To use deep learning to reconstruct motion-resolved dynamic images from multicoil undersampled radial data without image quality degradation and 800-fold reduction in reconstruction time compared to the iterative XD-GRASP algorithm.

INTRODUCTION

XD-GRASP sorts continuously acquired free-breathing golden-angle radial data into motion-state dimensions using the self-navigation properties of radial imaging and performs motion-resolved reconstruction using temporal compressed sensing [1, 2, 3]. The iterative XD-GRASP reconstruction is computationally expensive and clinical implementation would require significant reductions in reconstruction time [4]. This work proposes to use a deep learning approach named XD-Net to replace the iterative XD-GRASP algorithm and enable reconstruction of motion-resolved 4D images from multicoil undersampled radial data in seconds rather than tens of minutes.

METHODS

Data acquisition: Free-breathing 3D abdominal imaging was performed on seven healthy volunteers (without contrast injection) and seven patients (post-contrast injection) on 3T scanners (Discovery MR750 and Signa Premier, GE Healthcare, Waukesha, WI).

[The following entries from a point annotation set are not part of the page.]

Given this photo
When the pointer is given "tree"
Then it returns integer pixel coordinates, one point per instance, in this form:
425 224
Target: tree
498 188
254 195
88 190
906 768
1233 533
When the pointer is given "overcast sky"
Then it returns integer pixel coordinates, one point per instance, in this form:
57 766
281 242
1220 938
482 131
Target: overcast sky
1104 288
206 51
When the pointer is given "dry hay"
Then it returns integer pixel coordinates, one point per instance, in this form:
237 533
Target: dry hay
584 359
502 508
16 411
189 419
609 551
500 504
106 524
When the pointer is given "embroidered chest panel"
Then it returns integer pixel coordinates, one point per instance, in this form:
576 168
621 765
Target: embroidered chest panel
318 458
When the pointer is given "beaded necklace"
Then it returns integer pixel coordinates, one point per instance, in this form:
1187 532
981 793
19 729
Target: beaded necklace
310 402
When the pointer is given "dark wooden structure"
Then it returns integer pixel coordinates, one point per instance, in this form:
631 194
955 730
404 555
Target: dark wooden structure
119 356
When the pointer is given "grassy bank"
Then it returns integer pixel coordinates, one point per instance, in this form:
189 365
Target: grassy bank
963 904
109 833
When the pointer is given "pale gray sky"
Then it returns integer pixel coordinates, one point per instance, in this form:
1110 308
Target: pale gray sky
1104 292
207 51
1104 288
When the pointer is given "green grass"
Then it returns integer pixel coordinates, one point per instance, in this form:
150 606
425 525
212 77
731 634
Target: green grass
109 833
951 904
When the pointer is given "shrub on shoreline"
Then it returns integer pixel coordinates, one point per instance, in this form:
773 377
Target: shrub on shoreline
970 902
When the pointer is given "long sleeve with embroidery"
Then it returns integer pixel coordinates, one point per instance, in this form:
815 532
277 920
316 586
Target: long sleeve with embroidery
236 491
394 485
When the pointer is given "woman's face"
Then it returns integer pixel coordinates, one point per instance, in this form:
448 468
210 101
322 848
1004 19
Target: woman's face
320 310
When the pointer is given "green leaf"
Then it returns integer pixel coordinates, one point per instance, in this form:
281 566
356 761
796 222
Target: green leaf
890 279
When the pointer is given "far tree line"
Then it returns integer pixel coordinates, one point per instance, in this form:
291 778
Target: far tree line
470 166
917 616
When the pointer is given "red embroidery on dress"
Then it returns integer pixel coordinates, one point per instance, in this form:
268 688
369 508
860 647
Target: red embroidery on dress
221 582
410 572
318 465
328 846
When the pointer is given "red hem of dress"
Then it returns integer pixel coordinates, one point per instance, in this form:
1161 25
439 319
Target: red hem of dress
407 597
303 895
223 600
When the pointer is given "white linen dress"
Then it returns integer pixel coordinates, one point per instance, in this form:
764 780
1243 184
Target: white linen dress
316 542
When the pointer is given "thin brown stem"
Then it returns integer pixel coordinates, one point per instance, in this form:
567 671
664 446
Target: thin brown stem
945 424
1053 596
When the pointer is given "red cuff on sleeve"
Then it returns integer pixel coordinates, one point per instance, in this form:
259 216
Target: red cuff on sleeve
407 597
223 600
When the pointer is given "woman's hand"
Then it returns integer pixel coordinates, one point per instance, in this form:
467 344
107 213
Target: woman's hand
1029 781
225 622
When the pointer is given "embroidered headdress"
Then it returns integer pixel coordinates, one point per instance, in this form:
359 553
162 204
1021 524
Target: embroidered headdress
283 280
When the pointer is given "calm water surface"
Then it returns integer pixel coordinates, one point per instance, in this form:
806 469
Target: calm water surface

A prototype T1-weighted golden-angle stack-of-stars pulse sequence [5] with fat suppression was used with the following acquisition parameters: repetition time/echo time (TR/TE) = 3.2/1.4 ms, field of view (FOV) = 300×300×140 mm3 , number of readout points in each spoke = 228, flip angle= 12 °, pixel bandwidth= 651 Hz and spatial resolution =1.6×1.6×5 mm3. A total of 900 spokes were acquired, with a total scan time of approximately 2 minutes.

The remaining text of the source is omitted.